Direct Access File System (DAFS)
Fitting right in the discussion of VI is the Direct Access File System (DAFS). DAFS is a protocol that uses VI capabilities to provide memory-to-memory data transactions for clustered application servers. Using the VI architecture and memory-to-memory data transfers, DAFS avoids the traffic overhead generated by operating systems.
As a little background, TCP/IP can be quite taxing on system resources, as it requires significant CPU processing while data packets are moved through the TCP/IP protocol stack. DAFS does not require this high overhead and can move the same data packets without all of the CPU overhead.
It does this by bypassing the protocol stacks and the operating systems to directly place data on the network link. Data is moved from the application buffers directly to the VI-capable NIC. In the process, overall network utilization is reduced and application throughput is increased. This flow of data takes a significant load off of the processor.

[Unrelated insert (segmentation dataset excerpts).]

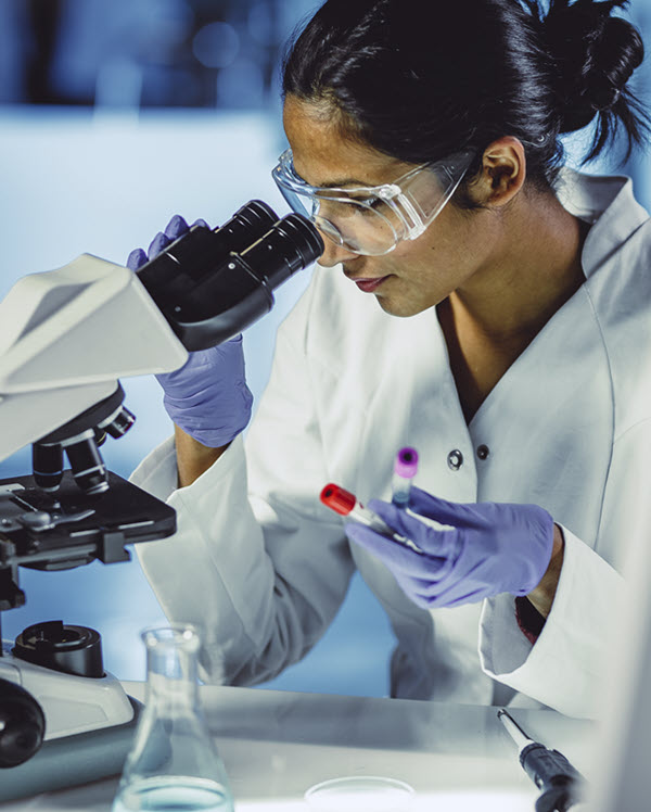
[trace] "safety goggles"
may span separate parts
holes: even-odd
[[[271,173],[290,208],[308,217],[336,245],[382,256],[401,240],[416,240],[439,214],[468,172],[473,152],[421,164],[393,183],[315,187],[294,169],[285,150]]]

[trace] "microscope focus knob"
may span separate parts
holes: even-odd
[[[20,685],[0,678],[0,767],[17,766],[40,748],[46,715]]]

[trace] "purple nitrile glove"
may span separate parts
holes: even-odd
[[[435,529],[386,502],[370,510],[424,555],[363,524],[347,522],[353,542],[384,561],[405,594],[423,609],[473,604],[500,593],[527,595],[547,571],[553,519],[537,505],[460,505],[412,487],[409,510],[451,529]]]
[[[192,225],[206,226],[204,220]],[[189,230],[175,215],[165,231],[158,232],[149,251],[136,249],[127,266],[137,270]],[[209,448],[228,445],[251,419],[253,395],[244,378],[242,335],[208,350],[190,353],[187,363],[174,372],[157,375],[163,386],[163,404],[173,421],[187,434]]]

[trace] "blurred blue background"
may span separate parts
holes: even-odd
[[[212,225],[252,198],[286,211],[270,178],[284,148],[278,65],[312,0],[2,0],[0,2],[0,297],[25,274],[80,253],[124,264],[175,213]],[[651,0],[629,16],[651,41]],[[637,75],[649,98],[649,62]],[[570,162],[587,136],[569,142]],[[601,161],[590,172],[615,169]],[[624,170],[651,207],[649,155]],[[247,379],[261,394],[273,335],[309,279],[278,291],[277,307],[245,334]],[[128,475],[170,433],[153,378],[125,379],[138,421],[103,446]],[[11,431],[2,426],[1,431]],[[30,471],[29,449],[0,462],[0,477]],[[144,676],[139,632],[163,613],[136,561],[40,573],[22,570],[27,605],[4,613],[13,638],[41,620],[90,625],[106,668]],[[192,589],[192,584],[187,585]],[[356,576],[334,624],[306,659],[269,687],[383,696],[393,645],[379,605]]]

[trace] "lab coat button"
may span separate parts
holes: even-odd
[[[454,448],[448,454],[448,468],[451,468],[452,471],[458,471],[462,465],[463,465],[463,455],[458,448]]]

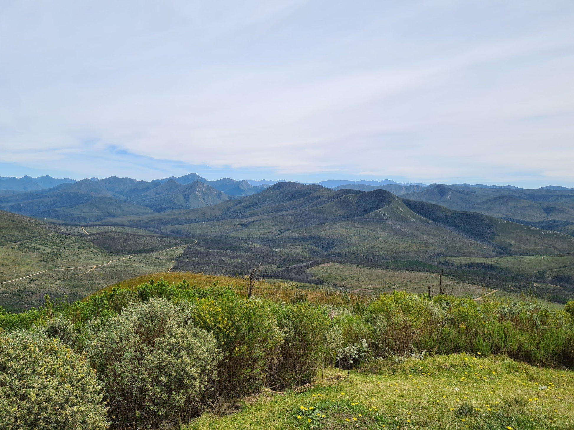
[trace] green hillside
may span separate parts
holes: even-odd
[[[404,197],[542,228],[563,229],[574,224],[574,191],[565,189],[523,190],[435,184]]]
[[[207,208],[105,222],[180,236],[265,241],[282,249],[307,247],[310,255],[359,260],[574,251],[574,241],[564,234],[406,200],[384,190],[293,182]]]
[[[193,242],[135,229],[87,228],[88,234],[0,211],[0,306],[37,306],[46,294],[77,300],[126,277],[166,271]]]
[[[45,224],[33,218],[0,210],[0,246],[48,234]]]

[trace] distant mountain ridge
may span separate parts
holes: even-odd
[[[433,184],[402,197],[574,235],[574,190],[565,187],[525,190]]]
[[[76,182],[69,178],[58,179],[48,175],[38,178],[30,176],[0,177],[0,190],[11,190],[14,191],[32,191],[45,188],[52,188],[61,183],[73,183]]]
[[[273,247],[298,246],[312,255],[341,258],[574,251],[574,239],[565,234],[409,200],[386,190],[337,190],[294,182],[212,206],[104,222],[176,236],[256,239]]]
[[[0,195],[0,208],[27,216],[91,222],[106,218],[203,207],[228,198],[226,193],[197,181],[182,185],[173,179],[147,182],[113,176]]]

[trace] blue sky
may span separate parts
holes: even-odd
[[[0,176],[574,187],[571,0],[0,3]]]

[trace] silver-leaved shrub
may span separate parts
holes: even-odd
[[[213,335],[193,325],[191,311],[152,299],[92,325],[88,356],[114,421],[141,428],[189,420],[222,357]]]
[[[40,332],[0,329],[0,428],[103,430],[102,399],[85,357]]]

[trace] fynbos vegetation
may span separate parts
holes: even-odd
[[[128,283],[84,302],[0,313],[3,428],[177,427],[263,389],[304,386],[320,370],[381,360],[502,354],[574,366],[569,304],[565,312],[444,294],[367,299],[262,282],[249,297],[242,277],[184,277],[192,282]],[[57,387],[39,383],[38,371]]]

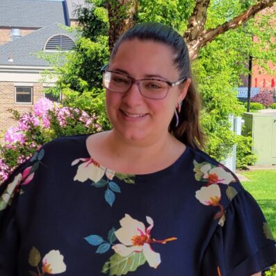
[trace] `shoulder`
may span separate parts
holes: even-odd
[[[191,149],[195,178],[198,183],[195,197],[205,206],[217,206],[215,218],[221,218],[234,197],[243,193],[238,177],[205,152]]]

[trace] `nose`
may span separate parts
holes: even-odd
[[[143,101],[143,96],[140,92],[140,82],[133,81],[129,90],[124,95],[124,102],[133,105]]]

In the past two Storage Basics articles we have taken a quick look at some of the acronyms prevalent in the storage industry today. Of course, we’ve only just scratched the surface, as there are plenty more out there, and new ones are seemingly popping up a daily basis. As these first two articles have been a response to email queries, we look forward to more emails from you and the opportunity to unravel the mysteries of more acronyms in future SESA articles.